We shouldn’t assume that our presidents and provosts know the stakes. Leadership often doesn’t understand the full scope of SEVIS compliance or the vulnerability of international students. This is no fault of their own. We should use this moment to educate our campus leaders, if we aren’t already, by creating emergency playbooks for SEVP revocation, visa freezes, and media inquiries. We should turn our campus leadership into prepared actors.
We need to hardwire internationalization into the bones of our institutions. Accreditation cycles should not ask whether we are international but how that internationalization is safeguarded. If it is in the mission statement, the general education curriculum, the budget priorities, and tenure and promotion, it’s harder to erase.

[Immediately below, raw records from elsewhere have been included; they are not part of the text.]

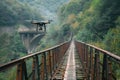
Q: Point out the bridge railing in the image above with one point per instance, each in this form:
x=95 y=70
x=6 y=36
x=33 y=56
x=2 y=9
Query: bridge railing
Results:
x=43 y=63
x=98 y=64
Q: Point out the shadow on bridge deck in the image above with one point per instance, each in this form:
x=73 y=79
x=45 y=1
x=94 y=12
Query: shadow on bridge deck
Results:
x=70 y=67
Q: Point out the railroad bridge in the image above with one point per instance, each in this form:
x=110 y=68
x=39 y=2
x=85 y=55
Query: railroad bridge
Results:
x=70 y=60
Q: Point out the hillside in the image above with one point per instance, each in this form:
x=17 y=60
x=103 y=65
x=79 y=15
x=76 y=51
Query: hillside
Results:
x=94 y=21
x=13 y=12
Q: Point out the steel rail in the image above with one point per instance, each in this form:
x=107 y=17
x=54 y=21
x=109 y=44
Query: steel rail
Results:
x=98 y=64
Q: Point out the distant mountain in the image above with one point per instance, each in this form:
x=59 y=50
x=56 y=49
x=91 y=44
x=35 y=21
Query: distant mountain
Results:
x=47 y=8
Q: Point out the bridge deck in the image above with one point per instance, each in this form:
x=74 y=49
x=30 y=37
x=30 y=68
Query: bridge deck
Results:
x=70 y=67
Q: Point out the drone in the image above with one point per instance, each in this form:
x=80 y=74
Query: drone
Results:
x=41 y=25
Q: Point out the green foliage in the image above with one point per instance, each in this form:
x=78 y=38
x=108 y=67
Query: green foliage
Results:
x=13 y=12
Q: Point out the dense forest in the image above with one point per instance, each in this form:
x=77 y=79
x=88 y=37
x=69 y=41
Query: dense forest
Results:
x=93 y=21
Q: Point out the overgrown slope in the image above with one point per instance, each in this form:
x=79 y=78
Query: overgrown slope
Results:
x=13 y=12
x=94 y=21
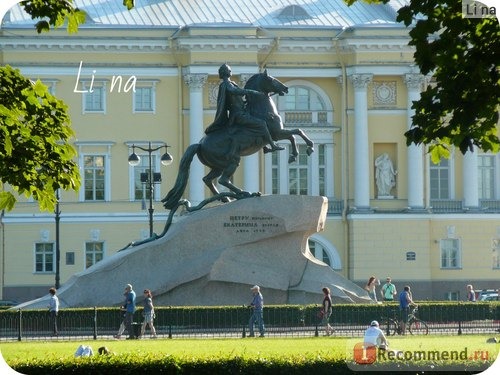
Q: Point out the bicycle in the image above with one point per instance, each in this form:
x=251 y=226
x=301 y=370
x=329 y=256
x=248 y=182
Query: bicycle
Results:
x=415 y=325
x=392 y=326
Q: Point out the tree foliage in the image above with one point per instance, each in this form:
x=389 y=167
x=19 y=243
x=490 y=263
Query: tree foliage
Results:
x=461 y=107
x=36 y=158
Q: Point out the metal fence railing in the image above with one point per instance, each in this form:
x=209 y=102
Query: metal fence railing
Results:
x=232 y=321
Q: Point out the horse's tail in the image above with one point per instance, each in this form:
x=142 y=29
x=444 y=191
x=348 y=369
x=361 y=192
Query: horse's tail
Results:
x=174 y=195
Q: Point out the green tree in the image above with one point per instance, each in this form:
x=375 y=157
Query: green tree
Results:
x=36 y=158
x=459 y=109
x=462 y=54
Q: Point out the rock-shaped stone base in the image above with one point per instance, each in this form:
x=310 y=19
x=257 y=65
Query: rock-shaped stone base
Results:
x=213 y=256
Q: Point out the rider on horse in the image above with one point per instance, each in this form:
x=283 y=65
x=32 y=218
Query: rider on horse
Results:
x=231 y=110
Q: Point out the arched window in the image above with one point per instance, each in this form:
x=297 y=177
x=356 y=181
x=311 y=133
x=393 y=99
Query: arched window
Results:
x=305 y=106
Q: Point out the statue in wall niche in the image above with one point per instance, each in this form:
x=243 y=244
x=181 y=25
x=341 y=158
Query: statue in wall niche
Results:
x=385 y=176
x=240 y=128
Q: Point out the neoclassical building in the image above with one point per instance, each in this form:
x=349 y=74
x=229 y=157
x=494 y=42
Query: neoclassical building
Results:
x=149 y=78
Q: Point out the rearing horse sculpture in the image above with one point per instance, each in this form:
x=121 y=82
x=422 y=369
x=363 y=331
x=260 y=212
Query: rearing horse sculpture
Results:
x=221 y=150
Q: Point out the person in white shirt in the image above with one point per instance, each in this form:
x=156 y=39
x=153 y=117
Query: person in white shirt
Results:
x=375 y=337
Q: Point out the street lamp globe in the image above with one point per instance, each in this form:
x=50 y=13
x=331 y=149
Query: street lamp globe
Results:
x=134 y=159
x=166 y=158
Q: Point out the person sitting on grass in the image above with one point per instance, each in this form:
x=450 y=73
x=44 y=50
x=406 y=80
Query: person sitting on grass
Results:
x=374 y=337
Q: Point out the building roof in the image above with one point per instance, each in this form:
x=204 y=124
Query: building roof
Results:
x=259 y=13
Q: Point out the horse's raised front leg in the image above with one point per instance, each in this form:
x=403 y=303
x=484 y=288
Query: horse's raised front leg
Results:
x=210 y=177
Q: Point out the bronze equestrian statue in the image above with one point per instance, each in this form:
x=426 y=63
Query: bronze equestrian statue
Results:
x=238 y=130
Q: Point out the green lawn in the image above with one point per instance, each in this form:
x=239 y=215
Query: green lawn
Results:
x=327 y=348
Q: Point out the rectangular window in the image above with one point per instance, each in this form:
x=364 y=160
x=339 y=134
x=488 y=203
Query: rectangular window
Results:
x=70 y=258
x=275 y=175
x=44 y=257
x=94 y=101
x=297 y=174
x=322 y=170
x=450 y=253
x=144 y=99
x=486 y=176
x=452 y=296
x=440 y=180
x=94 y=177
x=496 y=253
x=94 y=252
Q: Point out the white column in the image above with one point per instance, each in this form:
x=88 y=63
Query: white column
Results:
x=329 y=172
x=361 y=147
x=195 y=83
x=470 y=180
x=313 y=162
x=415 y=154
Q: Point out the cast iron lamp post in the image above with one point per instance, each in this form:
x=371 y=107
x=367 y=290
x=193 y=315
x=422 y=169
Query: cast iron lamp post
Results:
x=150 y=178
x=58 y=248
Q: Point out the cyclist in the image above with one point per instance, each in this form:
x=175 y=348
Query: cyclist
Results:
x=375 y=337
x=405 y=301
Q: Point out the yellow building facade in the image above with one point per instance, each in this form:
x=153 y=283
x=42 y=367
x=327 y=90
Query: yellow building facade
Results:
x=148 y=77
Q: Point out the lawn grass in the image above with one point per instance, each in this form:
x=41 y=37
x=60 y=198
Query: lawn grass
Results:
x=269 y=348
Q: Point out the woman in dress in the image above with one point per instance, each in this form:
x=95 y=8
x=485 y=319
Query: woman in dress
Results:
x=327 y=311
x=148 y=313
x=370 y=286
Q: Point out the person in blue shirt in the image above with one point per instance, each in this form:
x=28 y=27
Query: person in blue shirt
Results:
x=257 y=314
x=471 y=294
x=129 y=310
x=405 y=301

We document the chilling effects. Document the silencing, threats, and funding consequences. A national, anonymized repository where those of us being threatened or censored can log what is happening. Over time, these patterns become data. These data are essential for legal action, journalistic exposure, and policy reform.
This is bigger than Harvard. Current and prospective F and J students across the U.S. and overseas are watching this unfold in fear. What message are we sending them? We should create digital toolkits, webinars, and legal Q&As that explain their rights and our institutions’ contingency plans because transparency builds trust and retention.
If our development offices can raise money for naming rights and buildings, they can fund a legal defense and rapid response fund for international students and scholars. I can see it now, a new line in the campaign: “Support Global Safety and Academic Freedom.” I guarantee you have faculty and staff who will give.
Lastly, the economic value tool is too reductive, and $43 billion is budget dust. We have clung to it for relevance, but it is clear that it no longer moves the needle politically: “It is a privilege, not a right, for universities to enroll foreign students and benefit from their higher tuition payments to help pad their multibillion-dollar endowments.” stated Noem. The economic value of international students is being weaponized and used as a rationale for punishment, not support. Tuition revenue from international students is not seen as national benefit but as institutional indulgence. We should reimagine our systems to prioritize mutuality, belonging, and equity. Reimagine our recruitment models and stop speaking in abstracts, like mobility, excellence, talent pipelines, and “ethical recruitment” when the lived reality is often one of marginalization, extraction, and transactional engagement.
What is happening to Harvard wasn’t only about Harvard, it was about chilling the entire field into compliance and submission. But rehabilitation as a theory of justice asks not only whether someone is punished but also whether the system has the capacity to learn, adapt, and move toward wholeness.
We don’t have the luxury of waiting for Congress, nor can we expect a single court ruling to immunize us. Rehabilitation requires that we become the system that learns and that teaches others to do the same. Don’t just perform outrage but embody resistance. Stand up for all of us, quietly, maybe. Strategically, definitely. Stand nonetheless.